Vor ein paar Tagen kam ich eher zufällig zu einem Schluck Vöslauer Balance Rote Traube, einem Mineralwasser-Getränk mit geringen Anteilen von Traubensaft und natürlichen Aromen.
Eigentlich war es eine klassische Blindverkostung, denn ich hatte keine Ahnung, was ich da überhaupt trinke. Und das hat sich auch nach der Verkostung nicht wirklich geändert, denn mit den roten (eigentlich blauen) Trauben, die ich kenne, hat das Produkt wenig gemein.
Nach längerem Nachdenken bin ich der Sache aber dann doch ein wenig auf die Schliche gekommen. Das Getränk erinnert nämlich sehr wohl an Trauben, allerdings an solche von Hybrid-Reben, von denen wir als Tafeltrauben und Zierpflanzen auch ein paar herumstehen haben.
Die Weinbereitung aus diesen Reben wurden in Österreich (und auch in den meisten anderen Ländern Europas) in den 1920er-Jahren verboten. Offiziell aus gesundheitlichen Gründen, weil die Weine von Hybridreben mehr Methanol (nicht Ethanol, den „normalen“ Alkohol) enthalten als Weine aus europäischen Edelrebsorten.
In Wahrheit aber vor allem aus qualitativen Gründen, weil diese Weine zwar durchaus angenehm schmecken können, aber in Stil, Qualität, Komplexität und Lagerfähigkeit den Weinen aus edlen Rebsorten unterlegen sind. Und eigentlich eher wie künstlich aromatisierte Erdbeer- oder Himbeerweine schmecken, obwohl sie aus Trauben erzeugt werden.
Die Hybrid- oder auch Direktträgerreben sind Relikte aus der Zeit der Reblauskatastrophe Ende des 19. Jahrhunderts. Damals hat man mit der Züchtung dieser Reben erfolgreich versucht, die Widerstandskraft der amerikanischen Wildreben gegen die von Amerika nach Europa eingeschleppte Reblaus mit der Fähigkeit der europäischen Reben große, saftige Trauben zu tragen zu verbinden.

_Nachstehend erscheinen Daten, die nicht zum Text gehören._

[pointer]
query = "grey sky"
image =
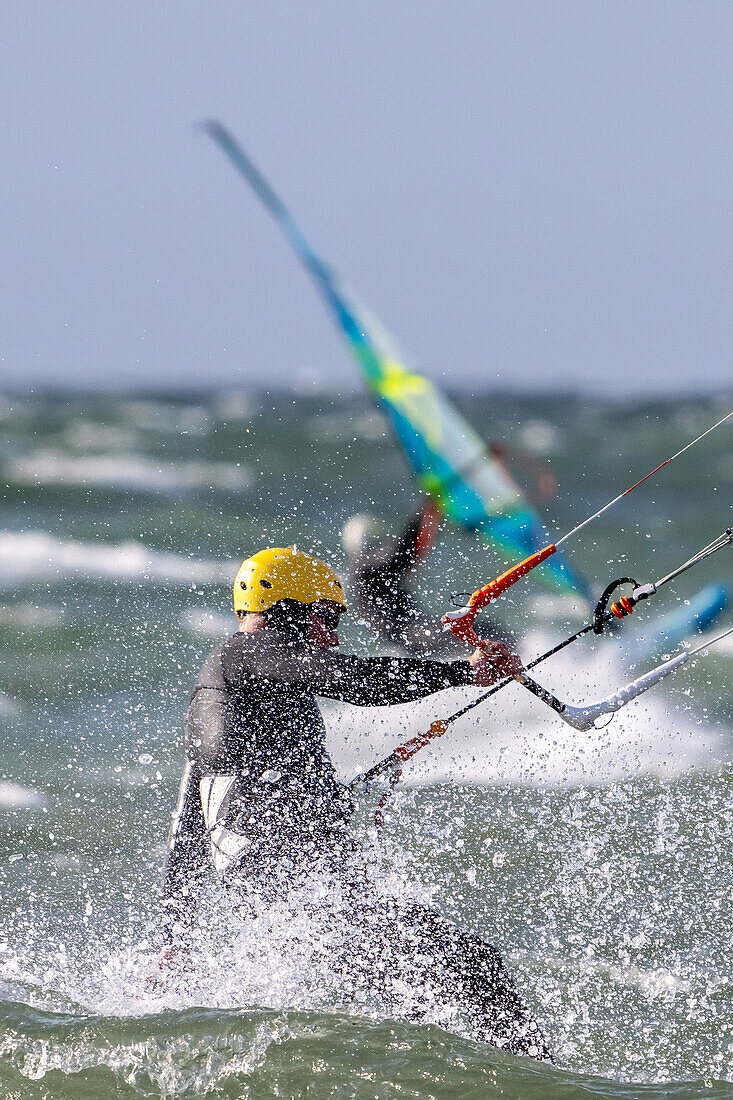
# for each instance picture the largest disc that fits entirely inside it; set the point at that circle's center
(524, 193)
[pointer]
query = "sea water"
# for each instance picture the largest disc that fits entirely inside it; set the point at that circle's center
(599, 864)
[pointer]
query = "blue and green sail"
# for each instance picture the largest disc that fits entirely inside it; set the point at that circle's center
(450, 460)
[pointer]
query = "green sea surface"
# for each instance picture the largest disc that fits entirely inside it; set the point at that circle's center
(610, 893)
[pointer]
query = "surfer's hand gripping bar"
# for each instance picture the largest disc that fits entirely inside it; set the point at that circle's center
(397, 758)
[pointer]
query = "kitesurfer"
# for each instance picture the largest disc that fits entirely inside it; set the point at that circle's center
(253, 716)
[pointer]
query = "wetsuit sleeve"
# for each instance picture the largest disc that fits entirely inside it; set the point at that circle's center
(365, 681)
(185, 860)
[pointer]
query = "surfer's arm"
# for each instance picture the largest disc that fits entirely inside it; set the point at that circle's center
(185, 857)
(365, 681)
(417, 539)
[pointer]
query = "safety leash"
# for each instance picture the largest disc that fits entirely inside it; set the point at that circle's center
(460, 622)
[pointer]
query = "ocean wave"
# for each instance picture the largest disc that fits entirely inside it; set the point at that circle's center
(258, 1053)
(126, 472)
(26, 556)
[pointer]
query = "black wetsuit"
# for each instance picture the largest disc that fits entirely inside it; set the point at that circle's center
(378, 582)
(253, 714)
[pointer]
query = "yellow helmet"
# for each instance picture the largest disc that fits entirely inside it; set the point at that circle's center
(284, 573)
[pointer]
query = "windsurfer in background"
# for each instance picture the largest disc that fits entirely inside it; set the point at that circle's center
(382, 571)
(259, 787)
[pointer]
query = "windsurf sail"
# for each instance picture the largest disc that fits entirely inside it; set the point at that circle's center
(450, 460)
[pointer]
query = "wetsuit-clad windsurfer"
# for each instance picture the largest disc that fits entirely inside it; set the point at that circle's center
(253, 717)
(382, 571)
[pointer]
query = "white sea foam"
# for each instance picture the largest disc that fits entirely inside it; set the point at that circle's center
(126, 472)
(209, 624)
(162, 417)
(14, 796)
(25, 556)
(514, 738)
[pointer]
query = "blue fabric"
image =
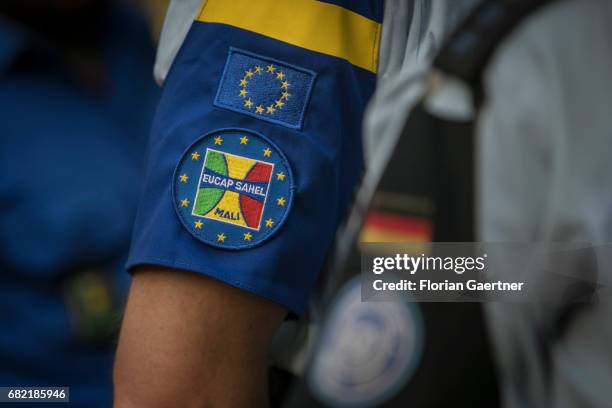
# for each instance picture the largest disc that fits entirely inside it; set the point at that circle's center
(325, 157)
(372, 9)
(70, 160)
(233, 189)
(265, 88)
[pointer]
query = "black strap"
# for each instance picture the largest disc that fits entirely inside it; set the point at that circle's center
(469, 49)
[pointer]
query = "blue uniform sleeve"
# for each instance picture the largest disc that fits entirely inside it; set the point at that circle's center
(256, 145)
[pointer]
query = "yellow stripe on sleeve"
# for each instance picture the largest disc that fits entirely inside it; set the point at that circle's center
(309, 24)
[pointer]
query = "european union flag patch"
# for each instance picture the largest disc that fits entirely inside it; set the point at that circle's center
(265, 88)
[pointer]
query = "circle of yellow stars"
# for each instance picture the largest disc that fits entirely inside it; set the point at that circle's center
(280, 176)
(278, 103)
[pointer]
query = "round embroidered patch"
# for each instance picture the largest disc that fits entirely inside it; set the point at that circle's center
(367, 352)
(233, 189)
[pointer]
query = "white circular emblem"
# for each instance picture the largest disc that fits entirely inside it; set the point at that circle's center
(367, 352)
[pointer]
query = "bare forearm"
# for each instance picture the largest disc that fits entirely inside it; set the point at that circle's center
(191, 341)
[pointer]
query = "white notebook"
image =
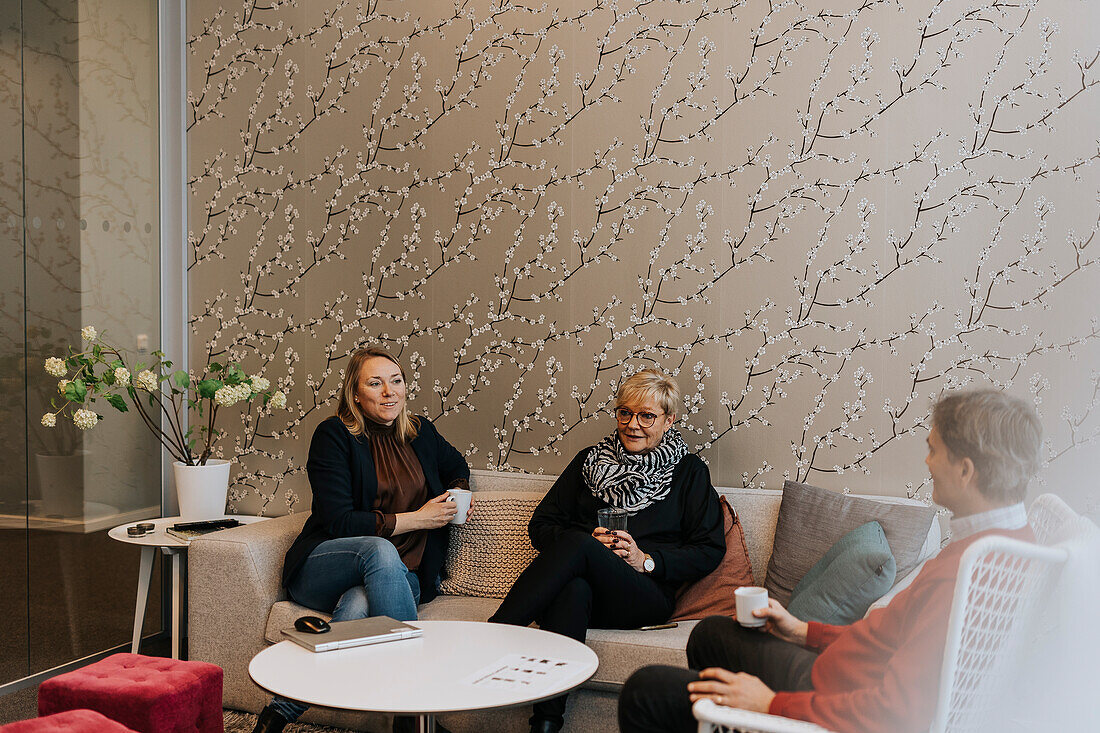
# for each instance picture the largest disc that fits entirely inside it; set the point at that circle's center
(345, 634)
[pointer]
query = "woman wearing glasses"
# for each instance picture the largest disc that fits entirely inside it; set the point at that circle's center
(586, 577)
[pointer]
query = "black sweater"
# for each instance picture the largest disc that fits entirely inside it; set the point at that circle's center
(344, 483)
(682, 532)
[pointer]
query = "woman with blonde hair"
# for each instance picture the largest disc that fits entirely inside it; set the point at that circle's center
(375, 542)
(587, 577)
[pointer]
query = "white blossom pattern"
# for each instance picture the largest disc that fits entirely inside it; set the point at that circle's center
(816, 217)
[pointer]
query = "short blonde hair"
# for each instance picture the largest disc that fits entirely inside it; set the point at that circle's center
(1000, 434)
(349, 412)
(650, 383)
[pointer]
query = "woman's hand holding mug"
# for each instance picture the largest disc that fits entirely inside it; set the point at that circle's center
(436, 512)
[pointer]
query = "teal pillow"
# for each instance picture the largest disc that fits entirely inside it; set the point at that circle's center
(854, 573)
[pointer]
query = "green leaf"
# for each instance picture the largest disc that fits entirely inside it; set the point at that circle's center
(76, 391)
(208, 387)
(182, 379)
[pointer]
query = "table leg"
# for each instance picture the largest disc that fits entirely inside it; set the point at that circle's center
(176, 591)
(144, 577)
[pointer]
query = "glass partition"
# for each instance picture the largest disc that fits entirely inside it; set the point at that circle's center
(80, 245)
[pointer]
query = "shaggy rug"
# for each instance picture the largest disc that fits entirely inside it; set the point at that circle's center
(242, 722)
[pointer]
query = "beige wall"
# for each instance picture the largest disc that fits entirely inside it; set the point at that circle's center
(816, 220)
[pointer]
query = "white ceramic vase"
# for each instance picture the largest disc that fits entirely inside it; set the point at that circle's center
(201, 490)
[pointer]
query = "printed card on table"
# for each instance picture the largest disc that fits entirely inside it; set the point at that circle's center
(518, 671)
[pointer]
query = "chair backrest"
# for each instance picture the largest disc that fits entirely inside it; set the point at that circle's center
(997, 594)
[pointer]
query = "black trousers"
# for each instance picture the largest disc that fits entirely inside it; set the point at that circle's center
(655, 699)
(575, 584)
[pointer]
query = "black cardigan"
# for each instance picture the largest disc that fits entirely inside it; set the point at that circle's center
(344, 483)
(683, 532)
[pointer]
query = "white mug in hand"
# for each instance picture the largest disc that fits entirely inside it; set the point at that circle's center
(461, 499)
(748, 599)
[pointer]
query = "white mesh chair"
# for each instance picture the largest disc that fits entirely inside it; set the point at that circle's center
(997, 593)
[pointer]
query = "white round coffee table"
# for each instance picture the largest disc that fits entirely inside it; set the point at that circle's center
(425, 676)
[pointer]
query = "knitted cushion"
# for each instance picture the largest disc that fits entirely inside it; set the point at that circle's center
(488, 551)
(70, 721)
(146, 693)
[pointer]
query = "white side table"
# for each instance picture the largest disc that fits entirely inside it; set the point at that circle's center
(422, 676)
(175, 548)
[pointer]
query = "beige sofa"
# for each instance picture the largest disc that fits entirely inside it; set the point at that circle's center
(237, 606)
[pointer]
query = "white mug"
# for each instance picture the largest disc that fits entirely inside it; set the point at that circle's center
(461, 499)
(748, 599)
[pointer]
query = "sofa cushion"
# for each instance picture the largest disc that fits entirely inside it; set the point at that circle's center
(856, 571)
(812, 520)
(713, 594)
(487, 553)
(757, 511)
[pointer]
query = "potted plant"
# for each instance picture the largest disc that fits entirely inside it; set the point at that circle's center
(160, 396)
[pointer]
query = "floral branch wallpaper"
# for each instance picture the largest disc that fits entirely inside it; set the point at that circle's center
(817, 216)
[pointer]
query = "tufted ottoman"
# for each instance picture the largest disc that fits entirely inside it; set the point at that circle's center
(150, 695)
(70, 721)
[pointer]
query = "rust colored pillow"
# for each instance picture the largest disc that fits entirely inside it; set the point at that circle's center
(713, 594)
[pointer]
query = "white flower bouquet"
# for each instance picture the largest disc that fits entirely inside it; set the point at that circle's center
(99, 372)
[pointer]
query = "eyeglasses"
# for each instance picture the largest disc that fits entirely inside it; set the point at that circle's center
(645, 419)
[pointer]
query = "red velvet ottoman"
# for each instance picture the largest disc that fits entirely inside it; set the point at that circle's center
(70, 721)
(151, 695)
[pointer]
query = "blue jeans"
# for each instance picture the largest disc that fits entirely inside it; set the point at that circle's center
(352, 578)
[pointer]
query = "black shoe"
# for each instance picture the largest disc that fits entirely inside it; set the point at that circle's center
(546, 725)
(407, 724)
(270, 721)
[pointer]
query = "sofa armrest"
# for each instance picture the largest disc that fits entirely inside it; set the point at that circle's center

Anders als die Edelrebsorten müssen Direktträger nicht auf amerikanische Unterlagsreben veredelt werden, um reblausfeste Wurzeln zu haben. Sie tragen direkt, d.h. unveredelt Trauben und sterben nicht an der Reblaus ab. Auch sonst sind die Direktträger sehr robust und wuchskräftig und wurden deshalb zu Beginn des 20. Jahrhunderts von vielen Winzern den alten europäischen Edelrebsorten vorgezogen. Auch meine Großeltern bewirtschafteten bis in die 1960er-Jahre zumindest noch einen Weingarten, der überwiegend mit solchen Reben bestockt war.
Bis in die 1990er Jahre sind in einer entlegenen Ecke des Südburgenlandes noch rund 15 Hektar Direktträger-Reben erhalten geblieben, die seit 1992 auch wieder offiziell (wenn auch sehr eingeschränkt) als Wein vermarktet werden dürfen. Bis dahin hat die Aura des Verbotenen aber dazu geführt, daß fast jeder Österreicher den Namen dieses Weines (der übrigens aus verschiedenen Sorten wie Concord, Noah und Isabella gewonnen wird) schon einmal gehört hat: Uhudler.